- Original language: French
- Written by: Eugène Marin Labiche and Édouard Martin

Premiere
- Date: September 10, 1860

= The Voyage of Mr. Perrichon =

Play by Eugène Marin Labiche and Édouard Martin

Le Voyage de Monsieur Perrichon (/fr/) – variously translated from French as The Voyage of Mr. Perrichon, Mr. Perrichon's Journey, or Mr. Perrichon's Holiday – is a comic play in four acts, written by Eugène Marin Labiche and Édouard Martin. It satirizes the bourgeoisie during the Second Empire of France, the country's relatively new railway system, and France's annexation of Nice and Savoie, both in 1860.

It follows the exploits of Mr.
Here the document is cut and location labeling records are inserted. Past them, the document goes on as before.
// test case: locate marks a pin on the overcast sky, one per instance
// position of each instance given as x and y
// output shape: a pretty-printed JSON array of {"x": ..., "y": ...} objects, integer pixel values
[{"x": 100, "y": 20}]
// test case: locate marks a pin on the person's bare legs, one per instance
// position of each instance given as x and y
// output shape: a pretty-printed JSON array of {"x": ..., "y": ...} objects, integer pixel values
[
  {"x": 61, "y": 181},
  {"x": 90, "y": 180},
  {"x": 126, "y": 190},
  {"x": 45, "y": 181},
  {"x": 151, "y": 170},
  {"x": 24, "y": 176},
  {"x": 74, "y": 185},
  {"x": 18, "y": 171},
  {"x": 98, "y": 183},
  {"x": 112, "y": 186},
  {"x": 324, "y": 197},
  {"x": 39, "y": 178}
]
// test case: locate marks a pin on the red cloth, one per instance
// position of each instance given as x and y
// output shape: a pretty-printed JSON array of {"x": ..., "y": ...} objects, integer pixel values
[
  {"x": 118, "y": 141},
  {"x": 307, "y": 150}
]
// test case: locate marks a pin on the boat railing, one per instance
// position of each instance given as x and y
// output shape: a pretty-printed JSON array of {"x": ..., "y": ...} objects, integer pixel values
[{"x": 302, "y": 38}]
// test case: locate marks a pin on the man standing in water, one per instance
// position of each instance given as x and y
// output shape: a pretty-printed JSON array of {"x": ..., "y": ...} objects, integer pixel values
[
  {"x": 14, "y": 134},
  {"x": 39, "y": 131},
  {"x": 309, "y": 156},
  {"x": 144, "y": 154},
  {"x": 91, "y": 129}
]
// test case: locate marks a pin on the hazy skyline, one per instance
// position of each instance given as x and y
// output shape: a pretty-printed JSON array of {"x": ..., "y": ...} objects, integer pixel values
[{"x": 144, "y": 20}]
Perrichon, a wealthy coachbuilder, who embarks on a family vacation to the Swiss Alps. Their trip is joined by two suitors, who challenge each other to win a marriage with Perrichon's daughter Henrietta. A series of falls into glacial ravines occur, including a rescue that leads to fame and esteem for Perrichon. Meanwhile, Perrichon incurs the ire of the town's lovelorn mayor, and their conflict soon escalates into a ridiculous duel.

The play was a "triumphant success" and led to Labiche being crowned "king of vaudeville."

== History ==
The play premiered on September 10, 1860 at the Théâtre du Gymnase in Paris. It ran nightly until the 15th and received favorable reviews. Renowned French actor Jean-Marie Geoffroy played the part of Monsieur Perrichon.

== Legacy and adaptations ==
It was added to the Comédie-Française repertory in 1906.

In 1934, Jean Tarride directed a film adaptation.

In 1978, Hans Bergström directed a Swedish movie based on the play titled Fantastiska pappa.

In 1982, a second French adaptation was released, directed by Pierre Badel.

In 1986, Russian director Margarita Michaelen directed a comedy movie musical based on the play. It is set in late-Victorian era France and features actors including Oleg Tabakov, Tatyana Vasilyeva, Valentin Gaft, Marina Zudina, Igor Sklyar, Aleksandr Filippenko, and Yekaterina Vasilyeva. The music was composed by David Tukhmanov in various Russian pop and Broadway styles, culminating in multiple dramatic musical numbers.

In 2014 a French telefilm adaptation was released.